There was no change to the UK’s 2% digital services tax on US firms in this deal, despite reports there could be.
The UK has removed tariffs on American beef and other agricultural products, Trump said.
There will be no weakening of UK food standards on imports, the UK government statement said.
Many American farmers use growth hormones as a standard part of their beef production, something that was banned in the UK and the European Union in the 1980s.
I took this image from Trump’s truthsocial page.
Also why would we buy Boeings which aren’t airworthy, when we have involvement in Airbus?
That seems like the only portion of the deal where the UK got the short end. Though, according to Lutnick, the Rolls Royce engines in Boeings (made in the UK) will now be exempt from tariffs so the UK gets some benefit from that too.
Opening the market to agriculture should have minimal impact unless US farmers are going to start meeting UK and European standards which is unlikely. I doubt the overhead would be worth it.
10% tariff on cars is not ideal but only 15% of UK car exports go the US. Sales will be impacted in the US no doubt, but this is far from catastrophic. May even be an oppurunity to expand into other markets.
Overall impression from this is that the US administration doesn’t know what it’s doing.
Having increased access to a market does not guarantee revenue.

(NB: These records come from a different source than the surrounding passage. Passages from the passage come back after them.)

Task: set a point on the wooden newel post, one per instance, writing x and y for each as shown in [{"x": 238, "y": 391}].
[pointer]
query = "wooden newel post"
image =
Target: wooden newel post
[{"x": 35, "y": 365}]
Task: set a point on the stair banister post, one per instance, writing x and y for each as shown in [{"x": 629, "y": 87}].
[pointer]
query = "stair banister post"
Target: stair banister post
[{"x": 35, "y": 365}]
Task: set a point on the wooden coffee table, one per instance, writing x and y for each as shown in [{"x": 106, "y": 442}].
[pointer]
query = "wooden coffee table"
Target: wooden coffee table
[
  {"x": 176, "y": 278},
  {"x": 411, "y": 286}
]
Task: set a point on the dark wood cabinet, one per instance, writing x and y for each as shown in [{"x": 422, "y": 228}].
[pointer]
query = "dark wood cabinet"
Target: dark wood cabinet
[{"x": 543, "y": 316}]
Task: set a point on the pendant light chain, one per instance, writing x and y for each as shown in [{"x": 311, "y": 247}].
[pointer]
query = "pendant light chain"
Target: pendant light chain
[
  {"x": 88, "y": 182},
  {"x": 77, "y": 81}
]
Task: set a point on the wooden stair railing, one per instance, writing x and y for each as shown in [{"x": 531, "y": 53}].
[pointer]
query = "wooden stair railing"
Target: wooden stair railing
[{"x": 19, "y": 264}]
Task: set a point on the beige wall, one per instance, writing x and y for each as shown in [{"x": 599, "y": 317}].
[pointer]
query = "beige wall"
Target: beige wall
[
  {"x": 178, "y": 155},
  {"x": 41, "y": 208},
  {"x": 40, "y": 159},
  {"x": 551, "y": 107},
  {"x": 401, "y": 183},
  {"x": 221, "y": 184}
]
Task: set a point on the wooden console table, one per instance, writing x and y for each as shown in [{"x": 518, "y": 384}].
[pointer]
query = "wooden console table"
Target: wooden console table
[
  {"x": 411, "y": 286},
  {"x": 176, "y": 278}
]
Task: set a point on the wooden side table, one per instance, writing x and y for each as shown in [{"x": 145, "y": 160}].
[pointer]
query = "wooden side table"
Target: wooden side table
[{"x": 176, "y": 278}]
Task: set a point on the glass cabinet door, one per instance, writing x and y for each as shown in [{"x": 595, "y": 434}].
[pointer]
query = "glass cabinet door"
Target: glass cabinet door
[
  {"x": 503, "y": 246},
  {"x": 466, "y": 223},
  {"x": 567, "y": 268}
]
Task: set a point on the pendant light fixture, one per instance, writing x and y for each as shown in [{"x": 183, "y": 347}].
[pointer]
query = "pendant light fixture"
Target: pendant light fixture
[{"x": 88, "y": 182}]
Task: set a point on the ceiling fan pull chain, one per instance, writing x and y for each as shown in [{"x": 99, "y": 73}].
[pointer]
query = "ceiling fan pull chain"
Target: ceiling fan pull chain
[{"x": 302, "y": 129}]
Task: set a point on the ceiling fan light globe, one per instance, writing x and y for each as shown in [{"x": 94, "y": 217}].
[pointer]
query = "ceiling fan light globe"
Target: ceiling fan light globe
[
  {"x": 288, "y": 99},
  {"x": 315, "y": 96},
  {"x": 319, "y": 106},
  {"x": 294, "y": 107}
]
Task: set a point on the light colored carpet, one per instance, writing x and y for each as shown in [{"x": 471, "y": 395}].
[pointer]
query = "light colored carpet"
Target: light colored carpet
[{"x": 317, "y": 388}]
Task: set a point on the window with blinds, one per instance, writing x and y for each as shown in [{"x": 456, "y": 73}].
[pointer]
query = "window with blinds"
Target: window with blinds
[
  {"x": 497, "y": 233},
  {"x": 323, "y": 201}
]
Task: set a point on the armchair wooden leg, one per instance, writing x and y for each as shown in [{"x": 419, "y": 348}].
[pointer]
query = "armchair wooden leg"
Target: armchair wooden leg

There needs to be actual demand for US goods (there isn’t in many of these cases) and US goods need to meet local regulatory guidelines (they don’t in the case of beef) for this to be a profitable agreement for the US.
I know Trump thinks America is a luxury store but oversized cars and chlorinated meats, no matter how luxurious, are not practical or desirable in every market.
This is starting to look like peak neoliberal (free and open markets solve all) and neocolonial (coercion via economic force) brain rot coming to fruition.